Synonyms: Anthemoisia
Blanchard
(unnecessary replacement name for Polydesma);
Anthemoessa
Agassiz
(unnecessary emendation of Anthemoisia); Anodapha Moore
(unnecessary replacement name for Polydesma);
Trichopolydesma
Berio
(type species collutrix Geyer, S. Africa).
The
genus was revised by Berio (1971), but Poole (1989) did not recognise Trichopolydesma Berio as distinct. The facies of
all species is similar to that described below for the Bornean representative.

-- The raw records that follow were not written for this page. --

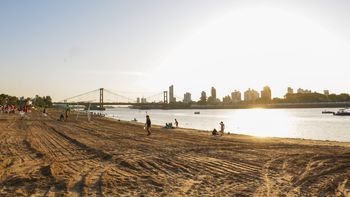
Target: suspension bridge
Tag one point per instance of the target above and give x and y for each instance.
(104, 97)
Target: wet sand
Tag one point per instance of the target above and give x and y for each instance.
(41, 156)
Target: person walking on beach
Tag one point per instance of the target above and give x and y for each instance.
(148, 125)
(176, 123)
(222, 128)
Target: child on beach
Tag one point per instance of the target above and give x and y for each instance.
(148, 125)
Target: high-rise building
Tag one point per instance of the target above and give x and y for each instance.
(187, 97)
(172, 99)
(213, 93)
(227, 99)
(266, 93)
(236, 96)
(251, 95)
(290, 90)
(203, 96)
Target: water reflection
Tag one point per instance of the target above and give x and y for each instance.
(294, 123)
(263, 122)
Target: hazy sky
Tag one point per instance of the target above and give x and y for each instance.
(63, 48)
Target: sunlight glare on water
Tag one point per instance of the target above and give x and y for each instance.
(291, 123)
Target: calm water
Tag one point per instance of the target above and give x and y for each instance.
(293, 123)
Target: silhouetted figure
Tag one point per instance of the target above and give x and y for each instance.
(176, 123)
(61, 117)
(222, 128)
(214, 132)
(148, 125)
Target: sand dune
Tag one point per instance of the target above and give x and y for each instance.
(41, 156)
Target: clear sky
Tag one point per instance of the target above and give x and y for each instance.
(63, 48)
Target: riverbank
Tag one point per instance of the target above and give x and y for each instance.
(242, 106)
(42, 156)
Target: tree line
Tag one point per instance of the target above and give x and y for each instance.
(37, 101)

The species are relatively delicately built, with wings rather deep. The pattern
of fore- and hindwings is similar, unlike in Pandesma.

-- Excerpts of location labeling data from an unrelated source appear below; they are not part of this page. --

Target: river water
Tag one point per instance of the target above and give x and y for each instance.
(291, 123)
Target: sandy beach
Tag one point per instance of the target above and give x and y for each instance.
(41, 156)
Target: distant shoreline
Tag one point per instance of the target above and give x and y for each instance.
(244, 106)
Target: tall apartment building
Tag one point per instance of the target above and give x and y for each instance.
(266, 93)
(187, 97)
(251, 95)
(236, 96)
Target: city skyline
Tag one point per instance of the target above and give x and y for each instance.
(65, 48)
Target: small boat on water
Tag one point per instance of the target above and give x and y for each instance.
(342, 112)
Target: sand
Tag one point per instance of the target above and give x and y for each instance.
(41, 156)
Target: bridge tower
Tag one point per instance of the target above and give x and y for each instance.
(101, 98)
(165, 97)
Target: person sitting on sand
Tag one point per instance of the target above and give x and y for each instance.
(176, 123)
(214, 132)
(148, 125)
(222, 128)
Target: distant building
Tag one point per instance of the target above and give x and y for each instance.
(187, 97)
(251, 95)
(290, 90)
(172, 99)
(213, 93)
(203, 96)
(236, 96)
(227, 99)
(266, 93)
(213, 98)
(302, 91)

The male antennae are ciliate, and the legs of that sex are generally tufted
with scales and hair pencils. The third segment of the labial palps is short.
The male
abdomen has the eighth segment unmodified apart from the angularly concave
distal margin to the sternite. The uncus is slender with a slight apical spine;
a scaphium is present. The juxta is of the inverted ‘Y’ type, its distal
part relatively broad. The valves are robust, narrowing to a slender, slightly
helical apical part. Just basal to this narrowing is a massive bundle of very
long, large, blade-like setae. The aedeagus is long and slender, and the vesica
is small but relatively convolute with zones of scobination.
The
female genitalia (umbricola) have the ostium situated just above a small lobe at
the apex of the seventh sternite. The sternite is shorter than the tergite, the
posterior corners of which are produced round also to converge at the ostium.
The ductus is very long, sclerotised, slightly flexed at the distal end where it
joins a pyriform corpus bursae set asymmetrically on it. This is generally
scobinate but has an irregular field and band of longer spines running round it
subbasally.
The type
species is found in Africa and the western Indian Ocean, and the genus is
predominantly African. Indo-Australian representation consists of the species
below and P.
scriptilis Guenée
from the Indian Subregion.
Larval
host plants are predominantly from the Leguminosae (see below).